Thank you, Adam. Before we open to Q&A, I want to say that I believe the data we are presenting today represent a potential turning point for patients with multiple hard-to-treat cancers. And as an oncologist, I am tremendously proud of all the work that led up to today and the people who made it happen. In summary, these data provide the basis for a $225 million financing announced this morning, reinforce our insertion that vopimetostat has the potential to be the best-in-class and first-to-market MTAP selective PRMT5 inhibitor, support our strategy to start a pivotal study in second-line pancreatic cancer in 2026, give us the confidence in our plans to move into first-line pancreatic cancer in combination with RAS inhibitors with competitive time lines and highlights the remarkable single-agent activity of vopimetostat in our histology-agnostic cohort. This provides a potentially important opportunity for these patients in an environment where pursuing individual approvals in each of these indications is not feasible. In closing, I want to thank the many, many people at Tango, our founding scientists and collaborators and most of all, the patients who put their trust and their lives in our hands in choosing to participate in our first-in-human study of vopimetostat. Vopimetostat is one of the things I'm most proud of in my long career, which has seen many fundamentally important advances in cancer treatment. And I, along with the rest of the Tango team, are committed to realizing its potential for as many patients as possible. And now we'll take questions.

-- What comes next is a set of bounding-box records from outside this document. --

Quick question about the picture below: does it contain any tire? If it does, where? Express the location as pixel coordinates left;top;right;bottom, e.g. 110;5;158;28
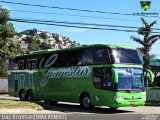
26;90;33;101
19;90;25;101
80;94;92;109
110;107;118;111
49;101;58;105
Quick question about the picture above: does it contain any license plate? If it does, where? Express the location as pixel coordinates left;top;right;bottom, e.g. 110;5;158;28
130;101;136;105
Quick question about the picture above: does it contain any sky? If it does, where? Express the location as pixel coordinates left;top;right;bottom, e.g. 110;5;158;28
0;0;160;57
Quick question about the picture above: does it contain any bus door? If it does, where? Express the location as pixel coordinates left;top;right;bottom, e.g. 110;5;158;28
27;59;37;88
92;67;113;105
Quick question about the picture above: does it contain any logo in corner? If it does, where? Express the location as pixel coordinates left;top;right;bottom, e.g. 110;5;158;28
140;1;151;11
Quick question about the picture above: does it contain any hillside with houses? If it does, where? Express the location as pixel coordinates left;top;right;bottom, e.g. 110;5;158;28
12;28;80;53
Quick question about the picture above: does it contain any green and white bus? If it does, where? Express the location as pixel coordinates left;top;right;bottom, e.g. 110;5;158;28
8;44;154;109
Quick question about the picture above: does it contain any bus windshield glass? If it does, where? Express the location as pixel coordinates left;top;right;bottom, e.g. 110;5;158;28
116;68;144;91
111;48;142;64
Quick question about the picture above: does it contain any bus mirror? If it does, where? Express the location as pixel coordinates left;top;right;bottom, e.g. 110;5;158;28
112;68;118;83
146;69;154;83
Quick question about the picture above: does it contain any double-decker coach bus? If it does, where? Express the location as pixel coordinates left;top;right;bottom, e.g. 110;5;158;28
8;44;154;109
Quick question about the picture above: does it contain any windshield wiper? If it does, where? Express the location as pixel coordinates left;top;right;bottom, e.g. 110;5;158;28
132;86;145;91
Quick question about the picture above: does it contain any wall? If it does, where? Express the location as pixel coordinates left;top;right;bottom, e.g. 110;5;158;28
0;78;8;94
146;88;160;102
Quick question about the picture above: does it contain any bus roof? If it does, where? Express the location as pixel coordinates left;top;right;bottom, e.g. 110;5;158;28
16;44;135;57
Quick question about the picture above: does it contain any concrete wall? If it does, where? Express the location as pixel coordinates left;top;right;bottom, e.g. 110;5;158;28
0;78;8;94
146;88;160;102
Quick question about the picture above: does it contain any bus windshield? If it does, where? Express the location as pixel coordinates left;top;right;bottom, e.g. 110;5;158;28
111;48;142;64
116;68;144;91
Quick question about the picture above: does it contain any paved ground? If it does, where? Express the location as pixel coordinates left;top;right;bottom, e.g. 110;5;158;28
0;95;160;120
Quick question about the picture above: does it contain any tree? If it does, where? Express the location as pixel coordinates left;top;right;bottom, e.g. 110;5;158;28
131;18;160;85
39;42;52;50
0;8;19;76
40;32;48;39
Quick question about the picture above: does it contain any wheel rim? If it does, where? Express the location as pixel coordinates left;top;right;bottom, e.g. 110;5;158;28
27;92;33;101
20;93;24;100
83;96;91;108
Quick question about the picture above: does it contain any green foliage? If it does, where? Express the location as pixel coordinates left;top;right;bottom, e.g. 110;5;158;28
28;40;40;51
0;8;19;76
39;42;52;50
131;18;160;86
40;32;47;39
0;8;10;25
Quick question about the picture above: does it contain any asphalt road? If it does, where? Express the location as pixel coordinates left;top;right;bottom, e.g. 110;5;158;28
41;103;160;120
0;95;160;120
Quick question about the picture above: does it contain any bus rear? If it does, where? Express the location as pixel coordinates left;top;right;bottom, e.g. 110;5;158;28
104;47;153;108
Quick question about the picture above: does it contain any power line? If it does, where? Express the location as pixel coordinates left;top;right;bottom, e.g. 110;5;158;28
0;1;160;18
12;18;160;30
0;1;160;18
0;1;133;16
10;10;141;22
10;19;137;32
10;19;159;33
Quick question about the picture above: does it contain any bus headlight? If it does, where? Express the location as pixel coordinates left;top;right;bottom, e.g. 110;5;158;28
114;96;124;100
141;95;146;99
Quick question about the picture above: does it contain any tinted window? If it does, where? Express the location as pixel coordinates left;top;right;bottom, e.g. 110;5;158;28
111;48;142;64
93;47;110;64
93;67;112;89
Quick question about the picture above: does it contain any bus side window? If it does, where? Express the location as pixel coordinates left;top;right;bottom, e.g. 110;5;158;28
93;67;112;89
93;47;110;64
80;49;93;65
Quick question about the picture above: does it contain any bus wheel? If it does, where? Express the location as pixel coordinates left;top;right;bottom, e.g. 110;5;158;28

[Operator Instructions] Our first question coming from the line of Eric Schmidt with Cantor Fitzgerald.

Congrats Tango team on a seminal moment for vopimetostat's development and just some remarkable tolerability and activity data. Barbara, it sounds like since we last spoke, you've maybe reached some alignment with your friends at Revolution Medicines on this first-line cohort that is in planning combining RAS inhibitors with MTAP -- sorry, with PRMT5 inhibition. Is it true that that's kind of a new development? And what would be the next steps after that cohort? Do we have further alignment on other activities and actions?

Thanks, and thanks, Eric, for your comments on vopimetostat. There's been no change in our collaboration with Revolution Medicines. I think we've always thought that this was a potential path to first-line therapy in pancreatic cancer, and that hasn't changed. That will, of course, be dependent on emerging data, and we look forward to disclosing that for the first time next year.

And then a quick follow-up, if I could. What is sort of rate limiting for starting the pivotal second-line study in 2026?

We plan an FDA interaction on that study this year, and we're working on study start-up actually now at risk. So it's really an operational time line at this point.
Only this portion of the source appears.